1. ## Evalute an integral with a weird measure.

Let $\displaystyle \mu$ be a measure on the set of natural numbers.

And define $\displaystyle \mu ( \{ n, n+1, ... \} ) = \frac {n}{2^n}$ for $\displaystyle n = \{ 1, 2, 3, ... \}$

Find $\displaystyle \int x d \mu (x)$

My solution so far:

To be honest I'm a bit lost in this one. So should I have something like $\displaystyle \sum ^ \infty _{x=1}\frac {x}{2^x }$?

2. ## Re: Evalute an integral with a weird measure.

Let $\displaystyle \mu$ be a measure on the set of natural numbers.

And define $\displaystyle \mu ( \{ n, n+1, ... \} ) = \frac {n}{2^n}$ for $\displaystyle n \in \mathbb {N}$
Taking $\displaystyle n=0$ we get that $\displaystyle \mu(\mathbb N)=0$:maybe there is a typo.

3. ## Re: Evalute an integral with a weird measure.

Sorry, n should be equal to 1, 2, 3, ... I changed it in the original post.

4. ## Re: Evalute an integral with a weird measure.

Ok. Hint: write the integral as $\displaystyle \sum_{n=1}^{+\infty}\int_{\{n\}}xd\mu(x)$ (use monotone convergence theorem) and you are almost done. Compute the measure of $\displaystyle \{n\}$ for $\displaystyle n\geq 1$.

5. ## Re: Evalute an integral with a weird measure.

So would I have $\displaystyle \sum ^ \infty _{n=1} x \frac {n}{2^n}$?
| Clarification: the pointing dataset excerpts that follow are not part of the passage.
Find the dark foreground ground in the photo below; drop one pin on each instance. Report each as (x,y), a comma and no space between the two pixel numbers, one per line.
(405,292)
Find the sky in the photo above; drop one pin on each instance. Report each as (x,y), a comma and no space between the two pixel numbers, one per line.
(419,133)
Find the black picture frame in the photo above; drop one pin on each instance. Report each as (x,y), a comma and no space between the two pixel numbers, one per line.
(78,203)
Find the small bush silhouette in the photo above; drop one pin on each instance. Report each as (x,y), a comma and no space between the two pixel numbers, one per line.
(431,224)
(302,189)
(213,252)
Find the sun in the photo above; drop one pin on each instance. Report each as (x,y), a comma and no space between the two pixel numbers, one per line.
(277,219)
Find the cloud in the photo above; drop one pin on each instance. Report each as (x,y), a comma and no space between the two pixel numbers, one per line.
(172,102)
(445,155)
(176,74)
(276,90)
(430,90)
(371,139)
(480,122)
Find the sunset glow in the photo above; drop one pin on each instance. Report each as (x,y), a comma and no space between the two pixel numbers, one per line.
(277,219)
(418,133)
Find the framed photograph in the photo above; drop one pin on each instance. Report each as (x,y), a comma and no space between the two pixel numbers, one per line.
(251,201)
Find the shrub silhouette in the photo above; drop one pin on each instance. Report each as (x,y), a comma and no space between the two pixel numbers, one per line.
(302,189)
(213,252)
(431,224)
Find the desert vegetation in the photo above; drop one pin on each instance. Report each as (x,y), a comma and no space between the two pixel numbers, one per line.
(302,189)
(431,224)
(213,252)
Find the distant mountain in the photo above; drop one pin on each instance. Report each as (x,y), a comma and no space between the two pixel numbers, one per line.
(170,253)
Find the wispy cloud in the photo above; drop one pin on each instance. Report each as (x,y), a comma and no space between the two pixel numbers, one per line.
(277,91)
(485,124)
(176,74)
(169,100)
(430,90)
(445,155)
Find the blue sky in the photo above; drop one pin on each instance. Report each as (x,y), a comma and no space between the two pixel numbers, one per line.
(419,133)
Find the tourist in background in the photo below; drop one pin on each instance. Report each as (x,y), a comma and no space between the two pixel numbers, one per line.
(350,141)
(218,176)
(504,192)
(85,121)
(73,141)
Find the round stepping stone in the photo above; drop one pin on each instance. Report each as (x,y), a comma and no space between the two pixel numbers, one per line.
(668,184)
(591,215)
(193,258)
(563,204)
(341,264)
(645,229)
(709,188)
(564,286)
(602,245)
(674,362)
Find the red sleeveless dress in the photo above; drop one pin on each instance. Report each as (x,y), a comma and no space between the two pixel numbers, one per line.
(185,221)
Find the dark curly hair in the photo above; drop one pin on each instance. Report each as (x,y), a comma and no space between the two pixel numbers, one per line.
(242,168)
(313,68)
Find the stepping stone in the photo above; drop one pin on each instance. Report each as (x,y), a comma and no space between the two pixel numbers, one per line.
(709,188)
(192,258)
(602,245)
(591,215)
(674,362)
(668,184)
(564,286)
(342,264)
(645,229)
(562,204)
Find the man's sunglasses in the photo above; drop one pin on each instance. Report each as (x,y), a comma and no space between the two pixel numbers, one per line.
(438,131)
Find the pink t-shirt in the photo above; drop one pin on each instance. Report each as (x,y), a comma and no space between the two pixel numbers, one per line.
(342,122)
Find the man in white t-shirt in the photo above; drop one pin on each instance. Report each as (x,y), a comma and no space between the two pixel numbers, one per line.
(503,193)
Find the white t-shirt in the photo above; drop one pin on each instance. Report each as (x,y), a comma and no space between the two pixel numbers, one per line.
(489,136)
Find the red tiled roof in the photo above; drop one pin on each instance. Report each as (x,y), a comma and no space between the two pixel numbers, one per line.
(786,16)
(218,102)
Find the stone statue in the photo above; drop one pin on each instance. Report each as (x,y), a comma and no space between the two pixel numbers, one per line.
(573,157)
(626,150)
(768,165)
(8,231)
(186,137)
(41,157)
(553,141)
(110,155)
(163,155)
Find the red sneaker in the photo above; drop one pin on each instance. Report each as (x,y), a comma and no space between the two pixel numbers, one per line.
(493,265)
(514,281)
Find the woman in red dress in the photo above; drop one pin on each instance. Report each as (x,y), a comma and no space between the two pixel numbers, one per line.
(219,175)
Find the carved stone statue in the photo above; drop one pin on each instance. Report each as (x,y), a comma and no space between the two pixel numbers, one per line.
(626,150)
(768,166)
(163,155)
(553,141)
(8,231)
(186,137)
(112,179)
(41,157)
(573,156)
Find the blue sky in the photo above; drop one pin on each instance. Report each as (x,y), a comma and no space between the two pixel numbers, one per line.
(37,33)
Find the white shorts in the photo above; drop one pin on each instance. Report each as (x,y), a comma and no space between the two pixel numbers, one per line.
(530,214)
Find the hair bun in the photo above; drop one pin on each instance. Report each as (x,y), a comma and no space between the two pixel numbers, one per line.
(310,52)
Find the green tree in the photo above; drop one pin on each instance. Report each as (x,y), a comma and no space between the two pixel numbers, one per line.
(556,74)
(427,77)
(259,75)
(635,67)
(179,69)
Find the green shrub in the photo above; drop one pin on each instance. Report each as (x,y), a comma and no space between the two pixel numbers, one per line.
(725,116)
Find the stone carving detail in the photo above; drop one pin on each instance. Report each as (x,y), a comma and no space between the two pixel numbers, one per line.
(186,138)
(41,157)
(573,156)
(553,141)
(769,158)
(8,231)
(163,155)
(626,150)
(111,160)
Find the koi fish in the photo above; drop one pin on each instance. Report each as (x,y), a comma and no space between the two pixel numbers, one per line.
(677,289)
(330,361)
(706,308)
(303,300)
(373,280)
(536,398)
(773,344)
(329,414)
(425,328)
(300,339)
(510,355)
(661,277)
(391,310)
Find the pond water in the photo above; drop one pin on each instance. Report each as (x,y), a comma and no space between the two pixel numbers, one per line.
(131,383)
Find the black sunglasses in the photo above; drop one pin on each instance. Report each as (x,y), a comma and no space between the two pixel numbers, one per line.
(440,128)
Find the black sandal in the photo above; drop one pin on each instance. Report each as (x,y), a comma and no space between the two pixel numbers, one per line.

6. ## Re: Evalute an integral with a weird measure.

So would I have $\displaystyle \sum ^ \infty _{n=1} x \frac {n}{2^n}$?
There shouldn't be any $\displaystyle x$ in the sum, since you sum over $\displaystyle n$. We have $\displaystyle \mu(\{n\})=\mu(\{n,n+1,\ldots\})-\mu(\{n+1,\ldots\})=\frac{n}{2^n}-\frac{n+1}{2^{n+1}} = \frac{2n-n-1}{2^{n+1}}$.
We have $\displaystyle \int_{\{n\}}xd\mu(x)=n\mu(\{n\})$, since on $\displaystyle \{n\}$ we must have $\displaystyle x=n$.